When you were a graduated and get in to a job you don’t like and decided quit after just 6 months, what do you do next?

Find a new job immediately? Spend another 6 months in your new hobby? Or learn some new skills? I definitely didn’t do one of them 🫣


So what exactly I’ve been doing?

First thing I did: I learned a lot about 3D Printing.

I always want a 3D printer since I was a freshman in university. It’s a fascinating concept to me that you can just build stuff out of a 3D model.

So I bought a 3D printer, an Ender 3 S1 Pro to be exact, a month before I quit my job last year, thinking it would be fun just print and print and print…

But no, it’s a frustrating machine to work with and has a heap of problems coming from the factory:

  • The aluminum build plate is warped like crazy coming from factory.
  • Creality knew the problem so they included CRTouch to the model, BUT the stock firmware sucks and couldn’t even store and use the bed mesh properly.
  • Also, the stock firmware’s bed leveling sequence is confusing and did’t work at all.
  • The spring steel PEI plate won’t stick anymore after just a few use.
  • The stock cooling fan for the nozzle is not even close to adequate.
  • Extrude aluminum and v-wheels are not a great design anymore by today’s standard.

So for the next 6 months I’ve been fixing the problem it had, learning a lot of 3D printed tips & tricks and printing a lot of stuff and even designed some stuff along the way.

You can check out my Printable profile, there might be something you might be interested.

Second thing: Android development.

One of the things I think I can do for my career path before quitting the job is doing Android development.

I have a little experience in these from the time in the university, it’s a course I took and I even go beyond the course to put the final, the Morse Code Torch, on the Play Store. It didn’t do very well on the store but I didn’t do any advertisement and it still got over 100 downloads somehow.

I do have some app idea I want to make but I was too focus on 3D printing at the time, so I only started to look into this until November.

I started with the poc’s Toolbox project but it didn’t go anywhere. At then I was still using the old XML way of designing UI so it took a really long time for just one screen. I was also trying to learn how to use Fragment and use on the project, but learning it got me too frustrated and the code just becomes too unnecessarily complicated. I shelved the project not long after.

In mid-December, I dug out the Morse Code Torch project folder and decide to give it a overhaul. I converted it from Java to Kotlin and after that… I bailed again? Looking at its Git log right now, I finished converting in mid-January and the next git commit is March 3rd, and within a few day the overhaul was done, and later the hotfix was pushed out.

Anyway… After the update was pushed out, I was dead set I need to get my act together and start doing something productive.

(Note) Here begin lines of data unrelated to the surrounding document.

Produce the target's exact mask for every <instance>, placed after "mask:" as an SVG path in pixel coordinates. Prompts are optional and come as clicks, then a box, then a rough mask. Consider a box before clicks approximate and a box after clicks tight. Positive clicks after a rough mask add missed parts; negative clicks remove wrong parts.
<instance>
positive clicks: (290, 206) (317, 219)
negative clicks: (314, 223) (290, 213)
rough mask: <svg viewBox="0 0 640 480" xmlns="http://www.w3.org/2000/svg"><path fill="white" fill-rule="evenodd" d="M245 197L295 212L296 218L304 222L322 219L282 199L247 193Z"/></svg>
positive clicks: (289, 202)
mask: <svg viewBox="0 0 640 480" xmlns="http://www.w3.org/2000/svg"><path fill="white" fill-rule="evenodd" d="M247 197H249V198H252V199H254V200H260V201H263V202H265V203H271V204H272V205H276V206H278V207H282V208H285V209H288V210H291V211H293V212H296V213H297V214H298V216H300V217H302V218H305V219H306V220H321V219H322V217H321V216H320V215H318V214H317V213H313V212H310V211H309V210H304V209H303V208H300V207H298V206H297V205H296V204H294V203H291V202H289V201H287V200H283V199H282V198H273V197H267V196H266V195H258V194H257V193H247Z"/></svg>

I had the idea & some drawing lay down for the next project, poc’s Film Tracker, and I set my goal to learn Jetpack Compose this time. I go through some of the beginner course Google made to get familiar with the framework, and off to work on the project.

It’s frustrating in the beginning: What’s a Composable? How the is TextField work? What is state hoisting? But after a while I start to understand things and it become clear, designing UI on Compose is way way way easier than XML and it forces you to use MVVM which is a good thing.

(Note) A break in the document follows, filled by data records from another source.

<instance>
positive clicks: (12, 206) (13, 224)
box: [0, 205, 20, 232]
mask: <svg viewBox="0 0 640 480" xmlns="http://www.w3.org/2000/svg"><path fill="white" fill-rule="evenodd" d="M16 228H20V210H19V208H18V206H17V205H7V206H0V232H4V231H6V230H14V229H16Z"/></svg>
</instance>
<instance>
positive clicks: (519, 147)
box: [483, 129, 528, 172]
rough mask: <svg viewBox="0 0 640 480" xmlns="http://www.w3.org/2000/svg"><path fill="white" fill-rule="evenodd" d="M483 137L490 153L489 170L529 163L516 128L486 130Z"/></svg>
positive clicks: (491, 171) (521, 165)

In XML way, in the code you have to inflate the View, find the view, and read from or modify it when needed and write all the other logic in the same code, which clogs up really quick.

Now with Compose, doing thing the MVVM way is enforced by design essentially: now the View only display the state it wants to present and send actions to the ViewModel, View doesn’t hold state anymore and things get separated which means cleaner code and tidier workspace.

And for the next 3 and a half months, I just working on the project. (Although I took 2 weeks off and design and printed a camera body…) Learning how to organize the project files, learning the different libraries Jetpack provides, learning the frustration others have with the framework online… etc. And just yesterday, the project is ready for release!

This is probably the fastest 3 months I’ve been so far. Everyday I woke up, turn on my PC, went for breakfast, and back to working this project until night. And time just went by and I finished the project! How crazy is that!? There’re several times I got too frustrated on something and didn’t know how to solve and the progress staggered but I overcome each of them eventually.

I might take a few days off for now, or just start the next project which I won’t tell what it is just now. And I’ll make a post about the new app and the roadmap I have for it in the next few day.